Friday, 11 January 2013

Young Critics Thoughts

Tramway's Young Critics' programme starts up again this week: I am delighted to back from my holiday for my weekly session, but I have spent some time over Christmas assessing what I am trying to achieve in passing on my wisdom (insert self-deprecating comment here) to the next generation. I mean,  I am used to the problems of working with an unpopular subject (insert Latin teacher comment here), but criticism isn't one of the jobs that tends to come up when the career's guidance lecturer arrives (add comment about how if it had been, a generation of students would have been saved from being drilled in grammar).

I have a passion for criticism: I got very excited in Lyme Regis when I found a compilation of British Theatre Criticism from the 1960s in the bookshop hidden behind the Cobb. Back in school, I thought that the script would reveal to me all that I wanted to know about a play - that's the influence of English Literature A Level (include boast about how many obscure plays I found in the library during free periods). I wonder whether the bitterness I express about the hegemony of the text comes from that old belief, especially since I have experienced, even in the past six months, plenty of good plays that came from scripts.

A few years ago, I was researching the history of Tramway, and it was only the reviews and previews that gave me any idea of how Tramway was regarded in the late 1990s. It is a puzzle, putting together pieces from different writers, many still working today (is a comment about wanting their jobs too much?), and getting an impression of particular performances from multiple sources. These days, the Internet allows me to check several different reviews of the same play at a click of the mouse (slap at The Times for their paywall). Using criticism is a far more immediate way of understanding what a play is about, and in many cases, the only documentation.

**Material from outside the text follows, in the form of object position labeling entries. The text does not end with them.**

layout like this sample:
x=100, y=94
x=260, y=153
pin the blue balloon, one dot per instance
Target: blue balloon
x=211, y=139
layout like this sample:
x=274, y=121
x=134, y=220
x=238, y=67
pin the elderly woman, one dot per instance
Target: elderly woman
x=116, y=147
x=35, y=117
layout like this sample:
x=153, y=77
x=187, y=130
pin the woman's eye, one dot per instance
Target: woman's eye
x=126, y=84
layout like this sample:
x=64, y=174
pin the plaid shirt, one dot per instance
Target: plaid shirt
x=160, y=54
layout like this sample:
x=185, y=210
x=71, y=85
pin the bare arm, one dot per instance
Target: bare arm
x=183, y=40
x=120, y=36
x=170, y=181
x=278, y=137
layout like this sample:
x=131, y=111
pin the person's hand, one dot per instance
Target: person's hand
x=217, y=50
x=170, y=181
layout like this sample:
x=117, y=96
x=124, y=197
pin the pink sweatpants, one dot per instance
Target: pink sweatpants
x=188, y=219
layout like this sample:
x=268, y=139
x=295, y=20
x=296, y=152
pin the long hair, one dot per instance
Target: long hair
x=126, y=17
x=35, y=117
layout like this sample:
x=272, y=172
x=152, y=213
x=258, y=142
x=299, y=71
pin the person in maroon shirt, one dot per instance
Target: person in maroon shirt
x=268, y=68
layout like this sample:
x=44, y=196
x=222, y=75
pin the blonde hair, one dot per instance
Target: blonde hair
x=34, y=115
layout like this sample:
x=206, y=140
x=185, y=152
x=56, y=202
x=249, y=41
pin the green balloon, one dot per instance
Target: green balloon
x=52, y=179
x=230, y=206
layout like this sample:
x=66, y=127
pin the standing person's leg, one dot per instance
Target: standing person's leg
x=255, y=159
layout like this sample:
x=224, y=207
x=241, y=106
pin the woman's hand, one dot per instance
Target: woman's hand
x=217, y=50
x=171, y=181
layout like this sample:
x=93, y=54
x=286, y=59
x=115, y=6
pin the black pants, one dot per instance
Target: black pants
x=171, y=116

Admittedly, I still read scripts for research - that NTS one about the aging nuns was the most recent (check name on NTS site) - but they give me nothing of the emotional experience. Sure, the script allowed me to recognise the skill of the author and follow the themes more closely. But is a blueprint for something, not the thing itself. The map is not the territory.

On a purely selfish level, the Young Critics sessions lead to more criticism for me to read: when they published the last issue of Clingfilm, there were competing opinions printed side by side. It's rare that the same publication will present conflicting views, so they've got a USP right there. Plus, the articles are in voices that are not usually given space (a film critic talks dance, an artist responds to an exhibition). I wish I'd done something more to put my name all over it, because I think that issue is going to be vital in someone's research in the future.

The real difference between the teaching I did in schools and the teaching I do at Tramway is that I am not looking for the correct answer anymore. John Zorn says that there is something disappointing in the way that education refuses to accept mystery, and emphasises the answer, the resolution. Much as I would love to lead an army of critical clones, that isn't how it works (no student is seriously going to follow the ideas of their teacher). I hope I am just giving a space for something new to emerge.